Our morphological comparisons show that in many cases we can unambiguously identify a pleotelson, a true telson, and of course, directly observe the location of the anus. Problems arise when it appears that the telson is completely fused to a sixth pleomere bearing a terminal anus and terminal uropods. In the latter case, we are unable to determine whether the telson was ever present at all. Only a consideration of development stages can provide information to answer that question.
All Pera- and Pancarida possess a direct mode of development. In both groups,most of the post-cephalic segments originate from teloblasts (ectoteloblasts and mesoteloblasts), which bud off their descendant cells in an anterior to posterior direction (Richter and Scholtz, 2001). In this process, a grid like pattern forms on the germ band of peracarids. However, as noted earlier, the amphipods lack ectoteloblasts. In this respect, amphipods are very special. Nevertheless, they show the mentioned grid-like pattern of longitudinal and transversal cell rows in the embryo (Scholtz 1990, 2000).
The proctodaeum can occur in a variety of places. In most species of peracarids investigated so far, the proctodaeum is initiated a short distance behind the row of ectoteloblasts, e.g., two to three cell rows behind the ectoteloblasts in Hemimysis lamornae (Manton, 1928; Nair, 1939) and in several species of Isopoda (Nair, 1956; McMurrich, 1895; Strömberg, 1972). In amphipods, the initial proctodaeal invagination occurs several cell rows behind those of the last pleonal segment (Weygoldt, 1958, Ungerer and Wolff, 2005). In tanaidaceans (Scholl, 1963) and the isopod Idotea (Strömberg, 1965), the anus forms immediately behind the teloblasts. In contrast, the cumaceans and Thermosbaena mirabilis offer a quite extended area of cell proliferation behind the teloblasts, and the proctodaeum appears at the very tip of this region (Dohrn, 1870; Zilch, 1974, 1975).
The telson in Recent Tanaidacea is probably completely reduced. In his investigations concerning the development of Heterotanais oerstedi, Scholl (1963) recognized a peculiarity concerning the structure of the forming proctodaeum. He indicated that the proctodaeum of tanaidaceans, which forms immediately behind the ectoteloblasts, drags many cells into the interior of the developing embryo. Before the formation of the proctodaeum started, these cells were located posterior to the area of invagination. In other words, these are cells of the putative telson Anlage in the early embryo. During the ontogeny of the anus, these cells are involved in hindgut formation and therefore do not contribute to the formation of a telson of the adult. In contrast to the dorsal wall of the forming proctodaeum, the ventral wall of the tanaidacean anus seems to form from only few (blastoderm) cells that divide repeatedly. Because of this, the ventral side of the proctodaeum features a different type of cell. The described process might correspond to a reduction in size of the posterior-most part of the germ band (telson Anlage), and the process might depict a loss of the adult telson. Unfortunately, Scholl did not discuss comprehensively the fate of the ectoderm that is located posterior to the ectoteloblasts.

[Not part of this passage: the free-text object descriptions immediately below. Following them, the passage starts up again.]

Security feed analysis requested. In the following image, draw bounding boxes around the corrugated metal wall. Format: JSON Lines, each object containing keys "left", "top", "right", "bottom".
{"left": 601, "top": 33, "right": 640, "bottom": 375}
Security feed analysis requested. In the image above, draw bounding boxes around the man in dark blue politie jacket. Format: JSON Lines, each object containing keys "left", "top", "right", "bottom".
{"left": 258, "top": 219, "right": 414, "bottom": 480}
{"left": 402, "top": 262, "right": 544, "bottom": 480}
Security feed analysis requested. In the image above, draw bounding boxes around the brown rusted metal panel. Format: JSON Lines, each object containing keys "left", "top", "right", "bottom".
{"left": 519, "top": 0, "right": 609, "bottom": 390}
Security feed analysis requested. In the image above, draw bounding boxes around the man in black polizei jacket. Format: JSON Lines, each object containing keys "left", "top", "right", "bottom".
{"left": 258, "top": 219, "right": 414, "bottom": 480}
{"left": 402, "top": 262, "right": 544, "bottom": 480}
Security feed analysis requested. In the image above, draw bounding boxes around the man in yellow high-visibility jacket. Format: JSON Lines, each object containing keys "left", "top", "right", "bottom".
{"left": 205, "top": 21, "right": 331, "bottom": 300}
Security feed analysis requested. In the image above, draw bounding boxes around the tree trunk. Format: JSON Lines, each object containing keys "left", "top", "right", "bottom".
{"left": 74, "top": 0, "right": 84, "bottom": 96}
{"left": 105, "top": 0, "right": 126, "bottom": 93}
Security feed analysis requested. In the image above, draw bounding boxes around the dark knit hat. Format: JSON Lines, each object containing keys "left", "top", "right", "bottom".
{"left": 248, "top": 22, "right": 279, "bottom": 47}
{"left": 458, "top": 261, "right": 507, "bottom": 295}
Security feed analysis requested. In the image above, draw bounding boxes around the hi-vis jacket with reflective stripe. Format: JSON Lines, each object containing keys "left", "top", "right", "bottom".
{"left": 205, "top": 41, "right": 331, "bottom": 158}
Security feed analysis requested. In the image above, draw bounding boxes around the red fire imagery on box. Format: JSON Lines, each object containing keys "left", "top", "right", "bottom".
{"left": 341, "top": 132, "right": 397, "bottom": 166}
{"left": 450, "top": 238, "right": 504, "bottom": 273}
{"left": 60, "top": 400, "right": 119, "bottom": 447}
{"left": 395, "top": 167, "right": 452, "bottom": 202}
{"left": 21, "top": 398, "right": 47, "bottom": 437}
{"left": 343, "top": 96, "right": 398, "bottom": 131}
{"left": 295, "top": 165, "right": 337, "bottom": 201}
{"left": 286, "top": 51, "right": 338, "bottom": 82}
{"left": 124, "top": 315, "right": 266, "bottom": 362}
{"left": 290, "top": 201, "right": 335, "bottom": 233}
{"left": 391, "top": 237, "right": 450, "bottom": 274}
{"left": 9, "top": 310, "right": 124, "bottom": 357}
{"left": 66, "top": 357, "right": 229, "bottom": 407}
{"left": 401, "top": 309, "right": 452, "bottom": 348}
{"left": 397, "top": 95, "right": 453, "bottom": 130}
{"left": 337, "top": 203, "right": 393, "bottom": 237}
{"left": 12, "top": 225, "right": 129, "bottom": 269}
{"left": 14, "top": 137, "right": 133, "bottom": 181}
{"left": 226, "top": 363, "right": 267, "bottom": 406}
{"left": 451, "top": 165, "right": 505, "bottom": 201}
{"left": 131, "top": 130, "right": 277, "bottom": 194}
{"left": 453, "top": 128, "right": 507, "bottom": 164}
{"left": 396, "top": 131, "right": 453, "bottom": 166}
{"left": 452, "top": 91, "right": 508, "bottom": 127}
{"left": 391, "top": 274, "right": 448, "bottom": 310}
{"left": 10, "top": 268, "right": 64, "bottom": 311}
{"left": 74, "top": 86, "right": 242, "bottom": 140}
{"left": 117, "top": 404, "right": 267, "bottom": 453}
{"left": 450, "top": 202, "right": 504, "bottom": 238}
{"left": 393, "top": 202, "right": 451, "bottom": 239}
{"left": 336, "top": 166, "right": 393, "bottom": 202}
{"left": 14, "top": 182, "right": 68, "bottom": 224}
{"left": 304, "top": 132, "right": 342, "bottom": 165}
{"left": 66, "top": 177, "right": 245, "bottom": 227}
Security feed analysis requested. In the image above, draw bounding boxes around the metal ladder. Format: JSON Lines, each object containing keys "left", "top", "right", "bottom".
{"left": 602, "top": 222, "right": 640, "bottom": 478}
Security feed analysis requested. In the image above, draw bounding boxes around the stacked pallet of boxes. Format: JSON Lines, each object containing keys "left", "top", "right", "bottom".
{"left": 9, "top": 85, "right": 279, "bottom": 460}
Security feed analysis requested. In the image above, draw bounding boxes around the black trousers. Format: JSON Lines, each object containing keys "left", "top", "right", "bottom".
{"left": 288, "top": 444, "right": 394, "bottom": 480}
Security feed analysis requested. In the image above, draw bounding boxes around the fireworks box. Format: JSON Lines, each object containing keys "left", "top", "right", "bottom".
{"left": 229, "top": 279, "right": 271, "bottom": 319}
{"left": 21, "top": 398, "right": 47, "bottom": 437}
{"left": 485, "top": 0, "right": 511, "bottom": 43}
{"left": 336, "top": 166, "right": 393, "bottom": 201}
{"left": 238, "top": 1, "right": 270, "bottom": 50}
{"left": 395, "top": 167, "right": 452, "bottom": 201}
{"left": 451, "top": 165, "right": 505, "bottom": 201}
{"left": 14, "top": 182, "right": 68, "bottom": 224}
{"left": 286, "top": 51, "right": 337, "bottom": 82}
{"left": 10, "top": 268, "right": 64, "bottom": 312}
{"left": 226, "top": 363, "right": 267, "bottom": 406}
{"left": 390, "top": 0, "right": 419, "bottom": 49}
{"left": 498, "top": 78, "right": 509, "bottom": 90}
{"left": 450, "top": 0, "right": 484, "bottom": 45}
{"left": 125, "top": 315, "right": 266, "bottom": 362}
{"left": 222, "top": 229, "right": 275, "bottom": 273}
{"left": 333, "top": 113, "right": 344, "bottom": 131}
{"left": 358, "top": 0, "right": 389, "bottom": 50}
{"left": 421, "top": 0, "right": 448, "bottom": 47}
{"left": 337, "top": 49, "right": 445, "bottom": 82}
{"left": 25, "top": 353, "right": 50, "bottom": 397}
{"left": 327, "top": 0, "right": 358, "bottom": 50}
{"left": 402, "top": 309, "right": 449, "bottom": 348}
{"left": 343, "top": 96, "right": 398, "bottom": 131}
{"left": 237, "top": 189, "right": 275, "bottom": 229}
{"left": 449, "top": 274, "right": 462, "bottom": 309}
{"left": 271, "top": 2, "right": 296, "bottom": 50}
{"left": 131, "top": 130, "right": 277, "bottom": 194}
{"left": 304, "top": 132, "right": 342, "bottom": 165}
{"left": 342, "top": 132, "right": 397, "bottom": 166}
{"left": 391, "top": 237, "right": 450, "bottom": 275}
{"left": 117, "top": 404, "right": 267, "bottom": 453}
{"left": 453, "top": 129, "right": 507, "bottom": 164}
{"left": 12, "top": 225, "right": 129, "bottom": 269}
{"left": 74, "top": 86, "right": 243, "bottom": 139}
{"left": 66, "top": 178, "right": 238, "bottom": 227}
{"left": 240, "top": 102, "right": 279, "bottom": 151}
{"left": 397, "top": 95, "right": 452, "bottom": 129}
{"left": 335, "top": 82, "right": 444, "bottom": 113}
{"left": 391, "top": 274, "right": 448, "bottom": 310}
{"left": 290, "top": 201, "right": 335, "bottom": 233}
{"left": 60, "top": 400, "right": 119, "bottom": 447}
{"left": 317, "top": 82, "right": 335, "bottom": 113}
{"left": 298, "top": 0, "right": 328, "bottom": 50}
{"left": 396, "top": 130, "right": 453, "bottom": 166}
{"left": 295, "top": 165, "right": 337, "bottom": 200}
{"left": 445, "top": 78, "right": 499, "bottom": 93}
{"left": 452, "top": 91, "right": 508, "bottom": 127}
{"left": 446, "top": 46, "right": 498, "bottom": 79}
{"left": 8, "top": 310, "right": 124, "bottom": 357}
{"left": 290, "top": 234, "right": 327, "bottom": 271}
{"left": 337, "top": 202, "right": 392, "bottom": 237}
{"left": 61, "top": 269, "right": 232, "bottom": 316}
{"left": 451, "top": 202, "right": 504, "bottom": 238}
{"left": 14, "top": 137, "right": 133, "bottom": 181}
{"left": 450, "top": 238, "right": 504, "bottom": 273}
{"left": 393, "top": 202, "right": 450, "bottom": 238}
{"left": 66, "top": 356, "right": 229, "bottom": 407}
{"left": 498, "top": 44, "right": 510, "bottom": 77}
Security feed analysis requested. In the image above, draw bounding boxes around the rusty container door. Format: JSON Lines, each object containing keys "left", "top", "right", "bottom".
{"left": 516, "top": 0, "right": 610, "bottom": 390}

We encounter a special case in Orchestia cavimana. The pleomeres are initially specified by a grid-like alignment of ectodermal cells (Fig. 9.1; Ungerer and Wolff, 2005), which is especially evident posteriorly. In this case, clear delineation of seven segmental units can be detected, and a little later, an eighth unit marks the terminus of the germ band (Fig. 9.3). We observed that the proctodaeal invagination occurs in this eighth unit (Fig. 9.4), which might then be identified as a putative telson. However, shortly after the proctodaeum begins to invaginate, two latero-ventral swellings begin to form (Fig. 9.5) on either side of the putative anus. As development progresses, the distinctness of the tissues of the eighth unit fades as the anus and paired lobes swell, and the seventh pleomere unit appears to shrink. Consequently, the anus comes to open on the posterior aspect of the sixth pleomere. Meanwhile, the separate paired lobes (Fig. 9.5) continue to enlarge, project posteriorly, and migrate to a dorsal position (Fig. 9.6) relative to the anus. In Orchestia cavimana , these two lobes remain separated and form what is generally termed the cleft telson. Our concurrent observation of the development of Hyalella azteca , reveals a similar sequence of events, except in this species the paired lobes come together in the area dorsal to the anus and fuse to form a single shelf-like structure.
It would appear, from our interpretation, that the structure we commonly refer to as a telson in amphipods in fact develops rather differently from those telsons we encounter in other groups of malacostracans such as the mysidaceans (see discussion below). The amphipod lobes seem to be akin to caudal rami in their manner of appearance.